Da dove viene l’enorme debito pubblico italiano? Davvero l’unica cosa da
fare, di fronte all’austerity imposta dalla finanza internazionale, è
pagare, pagare, pagare? Una riflessione di brutale onestà e provocatorio
pragmatismo intorno alla questione più urgente dell’agenda politica di
ogni democrazia occidentale. Il debito pubblico italiano è enorme.

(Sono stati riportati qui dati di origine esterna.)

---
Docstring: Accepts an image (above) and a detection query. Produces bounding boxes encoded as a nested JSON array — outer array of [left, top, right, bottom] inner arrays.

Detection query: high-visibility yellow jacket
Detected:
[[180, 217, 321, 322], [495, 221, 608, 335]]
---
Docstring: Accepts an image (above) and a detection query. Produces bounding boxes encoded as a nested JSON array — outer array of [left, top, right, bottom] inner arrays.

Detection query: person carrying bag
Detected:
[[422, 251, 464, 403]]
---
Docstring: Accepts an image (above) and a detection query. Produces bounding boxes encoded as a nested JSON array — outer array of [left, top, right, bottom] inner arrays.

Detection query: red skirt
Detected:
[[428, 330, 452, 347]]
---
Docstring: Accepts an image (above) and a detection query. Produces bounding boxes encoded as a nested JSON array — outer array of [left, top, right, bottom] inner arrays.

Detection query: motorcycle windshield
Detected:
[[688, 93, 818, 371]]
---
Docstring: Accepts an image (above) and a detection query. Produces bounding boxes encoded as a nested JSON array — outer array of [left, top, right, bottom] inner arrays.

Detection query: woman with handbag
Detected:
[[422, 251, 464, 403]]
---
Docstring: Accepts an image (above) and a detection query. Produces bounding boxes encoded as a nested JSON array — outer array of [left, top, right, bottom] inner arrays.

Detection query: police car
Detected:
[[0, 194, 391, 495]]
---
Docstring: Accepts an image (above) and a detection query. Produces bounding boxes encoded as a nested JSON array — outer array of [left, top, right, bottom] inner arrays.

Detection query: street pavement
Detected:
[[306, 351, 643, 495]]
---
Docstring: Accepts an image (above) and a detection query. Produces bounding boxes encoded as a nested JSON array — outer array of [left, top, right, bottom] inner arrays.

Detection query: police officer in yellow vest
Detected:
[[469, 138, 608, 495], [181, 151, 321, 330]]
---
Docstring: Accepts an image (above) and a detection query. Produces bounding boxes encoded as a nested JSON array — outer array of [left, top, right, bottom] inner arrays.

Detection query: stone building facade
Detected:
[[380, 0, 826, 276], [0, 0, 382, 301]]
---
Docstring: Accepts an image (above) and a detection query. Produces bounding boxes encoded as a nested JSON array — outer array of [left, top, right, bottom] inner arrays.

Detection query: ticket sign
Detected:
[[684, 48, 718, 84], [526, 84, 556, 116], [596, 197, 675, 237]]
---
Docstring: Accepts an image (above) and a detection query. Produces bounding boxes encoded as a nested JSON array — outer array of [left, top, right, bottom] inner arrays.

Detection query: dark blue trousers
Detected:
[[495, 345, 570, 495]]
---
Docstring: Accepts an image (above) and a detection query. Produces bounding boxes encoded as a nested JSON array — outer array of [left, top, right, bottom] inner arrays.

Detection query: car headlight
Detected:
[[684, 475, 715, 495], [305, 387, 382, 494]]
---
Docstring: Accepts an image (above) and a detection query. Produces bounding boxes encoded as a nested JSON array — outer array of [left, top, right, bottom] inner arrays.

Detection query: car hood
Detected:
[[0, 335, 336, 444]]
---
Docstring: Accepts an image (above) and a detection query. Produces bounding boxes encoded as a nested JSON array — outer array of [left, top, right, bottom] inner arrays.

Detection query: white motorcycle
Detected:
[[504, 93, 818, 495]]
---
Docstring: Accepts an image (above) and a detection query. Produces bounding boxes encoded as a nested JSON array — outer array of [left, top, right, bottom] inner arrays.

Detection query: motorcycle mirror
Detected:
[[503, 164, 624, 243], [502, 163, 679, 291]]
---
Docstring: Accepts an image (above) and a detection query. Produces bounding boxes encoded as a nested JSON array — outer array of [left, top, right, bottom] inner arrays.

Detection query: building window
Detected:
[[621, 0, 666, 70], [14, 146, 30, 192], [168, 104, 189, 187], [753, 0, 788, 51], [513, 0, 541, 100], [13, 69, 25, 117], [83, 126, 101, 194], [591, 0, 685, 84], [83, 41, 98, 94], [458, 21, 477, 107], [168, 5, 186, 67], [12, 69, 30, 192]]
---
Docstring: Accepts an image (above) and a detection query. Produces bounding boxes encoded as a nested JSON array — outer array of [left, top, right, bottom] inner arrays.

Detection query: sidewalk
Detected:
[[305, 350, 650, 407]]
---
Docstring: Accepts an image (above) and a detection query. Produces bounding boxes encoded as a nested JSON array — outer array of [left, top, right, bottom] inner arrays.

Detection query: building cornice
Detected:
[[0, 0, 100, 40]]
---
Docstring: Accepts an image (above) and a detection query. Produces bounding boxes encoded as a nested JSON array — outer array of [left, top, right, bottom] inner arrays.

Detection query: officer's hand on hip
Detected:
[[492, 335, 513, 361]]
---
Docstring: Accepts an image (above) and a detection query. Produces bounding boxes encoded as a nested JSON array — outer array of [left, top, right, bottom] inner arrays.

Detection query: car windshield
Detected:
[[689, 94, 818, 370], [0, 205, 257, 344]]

L’intera Europa teme il collasso degli stati più fragili. Nessuna delle
democrazie occidentali sembra avere più le risorse necessarie per
reggere sui mercati finanziari. Ma da dove viene questo debito
incombente e inestinguibile? E davvero l’unica cosa che si può fare è
stringere la cinghia, obbedire ai diktat della finanza internazionale, e
pagare, pagare, pagare? Francesco Gesualdi ricostruisce anzitutto la
storia del fenomeno, mostrando come il debito non nasca da una serie di
sfortunate circostanze e di errori di pianificazione, ma da una precisa e
per lungo tempo condivisa strategia, orientata a contenere il conflitto
sociale e a rafforzare la posizione di rendita di un apparato bancario e
finanziario dall’appetito insaziabile. Alla lunga quella strategia ha
mostrato la corda, com’era prevedibile e previsto. A quel punto le forze
della inanza globale l’hanno denunciata come la disinvolta iniziativa
di governi inclini allo sperpero. E soprattutto l’hanno duramente
sanzionata, imponendo il ricorso a misure di austerity destinate a
impoverire ulteriormente larghi strati della popolazione. Se le cose
stanno così, che senso ha chiedere alla gente di onorare questo debito?
Non si tratta di un ricatto che il più forte impone al più debole, dopo
averlo costretto a indebitarsi in nome delle proprie ragioni e dei
propri interessi? Non sarebbe più giusto e anche più praticabile
costruire concrete e circostanziate strategie politiche anziché
puramente finanziarie? Non sarebbe ora di ristrutturare, anziché onorare
ciecamente, il debito degli stati sovrani?